The large grass-covered mound that surfaced sometime between the 2025 and 2026 Coachella Valley Music and Arts Festival radiates a peaceful quality as you approach it on the festival grounds. Fans who’ve climbed to the top pose for selfies with a panoramic views of the festival grounds and mountains in the distance.

But then … there are those ominous steel doors cut into the sides of the hill, which, come to think of it, does look sort of like a man-made part of the landscape.

Welcome to Radiohead’s “Kid A Mnesia,” an immersive exhibition built around the music, art and themes of “Kid A” and “Amnesiac,” the English band’s fourth and fifth studio albums, released in 2000 and 2001. It’s free, anyone at Coachella can sign up to visit, and after the festival it will tour North America with stops in San Francisco, Mexico City, Chicago and Brooklyn.

Stepping into the bunker a sense of anxiety, if not quite dreaminess, surrounds the visitor. Brutalist concrete walls loom large. Dim red lights glow overhead. Signs direct guests to a lower level where music plays.

Several flights down, a towering trapezoid sits in the middle of a room, with openings on each corner for visitors to enter.

The space, named the Motion Picture House, is the heart of the exhibit.

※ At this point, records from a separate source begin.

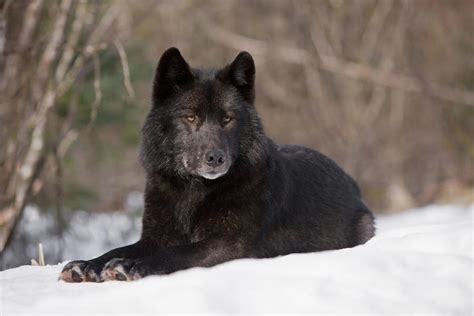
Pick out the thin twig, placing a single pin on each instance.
(349, 69)
(126, 69)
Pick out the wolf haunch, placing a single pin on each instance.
(218, 189)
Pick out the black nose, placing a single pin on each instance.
(215, 158)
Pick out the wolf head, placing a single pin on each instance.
(202, 123)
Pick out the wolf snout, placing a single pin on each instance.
(215, 158)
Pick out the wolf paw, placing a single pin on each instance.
(123, 270)
(80, 271)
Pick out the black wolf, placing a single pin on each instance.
(218, 189)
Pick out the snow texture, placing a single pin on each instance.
(420, 261)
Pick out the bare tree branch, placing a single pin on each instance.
(347, 68)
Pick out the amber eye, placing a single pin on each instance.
(191, 118)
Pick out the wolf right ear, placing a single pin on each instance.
(241, 74)
(172, 73)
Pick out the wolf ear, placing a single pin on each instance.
(241, 74)
(172, 73)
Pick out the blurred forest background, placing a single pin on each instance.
(385, 88)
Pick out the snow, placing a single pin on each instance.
(421, 261)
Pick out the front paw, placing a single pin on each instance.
(124, 270)
(80, 271)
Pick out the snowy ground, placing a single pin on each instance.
(420, 262)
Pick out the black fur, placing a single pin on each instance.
(218, 189)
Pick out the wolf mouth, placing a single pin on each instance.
(211, 175)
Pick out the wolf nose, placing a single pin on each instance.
(215, 158)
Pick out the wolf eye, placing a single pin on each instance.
(227, 119)
(191, 118)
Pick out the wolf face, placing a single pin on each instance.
(201, 119)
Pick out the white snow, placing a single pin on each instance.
(421, 261)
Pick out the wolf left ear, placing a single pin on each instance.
(241, 74)
(172, 73)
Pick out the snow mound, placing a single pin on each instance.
(421, 261)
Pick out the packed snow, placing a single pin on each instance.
(421, 261)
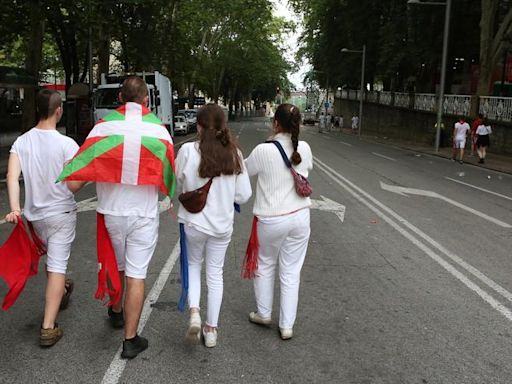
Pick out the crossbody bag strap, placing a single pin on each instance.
(281, 150)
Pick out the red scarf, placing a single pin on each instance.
(250, 265)
(108, 275)
(19, 259)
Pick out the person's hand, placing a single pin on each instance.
(13, 217)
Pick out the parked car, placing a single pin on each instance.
(181, 124)
(309, 117)
(191, 115)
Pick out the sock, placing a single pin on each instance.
(135, 338)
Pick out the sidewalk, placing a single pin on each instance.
(493, 161)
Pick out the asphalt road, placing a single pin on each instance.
(413, 287)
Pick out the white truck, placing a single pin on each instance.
(159, 90)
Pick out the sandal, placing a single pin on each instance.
(68, 286)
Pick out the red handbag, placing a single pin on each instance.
(194, 201)
(302, 186)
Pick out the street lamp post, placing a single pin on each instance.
(361, 95)
(444, 59)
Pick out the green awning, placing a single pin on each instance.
(16, 78)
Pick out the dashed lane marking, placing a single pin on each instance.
(384, 157)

Each of the four walls offers a movie screen upon which a 75-minute film screens throughout each day at Coachella. The movie was made from music, artwork, scribbled lyrics, and other materials created by Radiohead’s Thom Yorke and Stanley Donwood, the artist who has worked with the band throughout its career.

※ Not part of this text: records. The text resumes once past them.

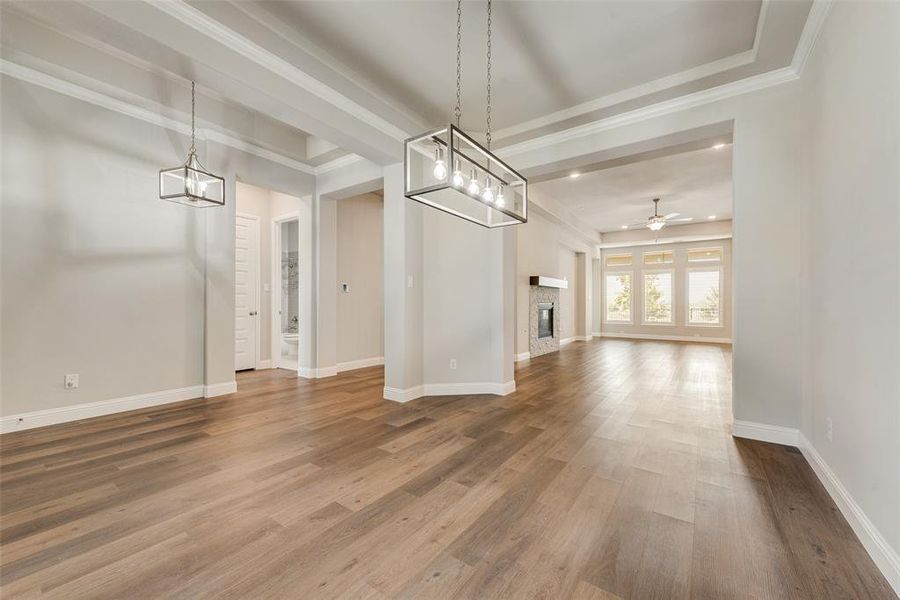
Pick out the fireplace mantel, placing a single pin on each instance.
(544, 281)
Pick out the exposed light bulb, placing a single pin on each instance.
(457, 174)
(488, 194)
(440, 169)
(500, 201)
(473, 184)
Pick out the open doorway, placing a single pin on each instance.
(286, 292)
(267, 279)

Seated or sprawling on the floor of the unusual theater, fans watch oblique animated stories. A minotaur wanders down hallways in search of what we never quite know. Stickmen with large round heads move like sad androids through a dystopian future. Images of bears with jagged triangle teeth appear here and there.

Snippets of songs — “Everything in Its Right Place,” “The National Anthem,” “Packt Like Sardines in a Crushed Tin Box,” among them — rise and fall in the mix. [The music here is remixed specifically for the film, with fragments of songs floating by in the sea of the film score.]

Yorke’s description of the story is that it is a tale “in which a Monster is trapped in a derelict museum of the lost and forgotten,” and that’s as good as any interpretation of the dreamlike meaning it conveys.

In the halls that surrounds the Motion Picture House, art and words cover walls that tower 38 feet overhead. [The entire structure is 17,000 square feet.] The art is Donwood’s pieces created during the making of “Kid A” and “Amnesia.” The words are blown-up images of Yorke’s scribbled lyrics on scraps of paper, a fax, and occasionally typewritten.

Fog fills the the outer rooms as you take your time reading lyrics. Somewhere, perhaps, is a line that likely inspired a bit of this project, which was first attempted in 2019 before the pandemic shifted it to a virtual exhibit.

“Who’s in the bunker? Who’s in the bunker?” Yorke sings in ‘Idioteque,” a track from “Kid A.” “I have seen too much, you haven’t seen enough, you haven’t seen it.”

The exit door opens. Sunlight momentarily blinds. Atop the grassy mount, the selfie set snap away, unaware what lies beneath their feet.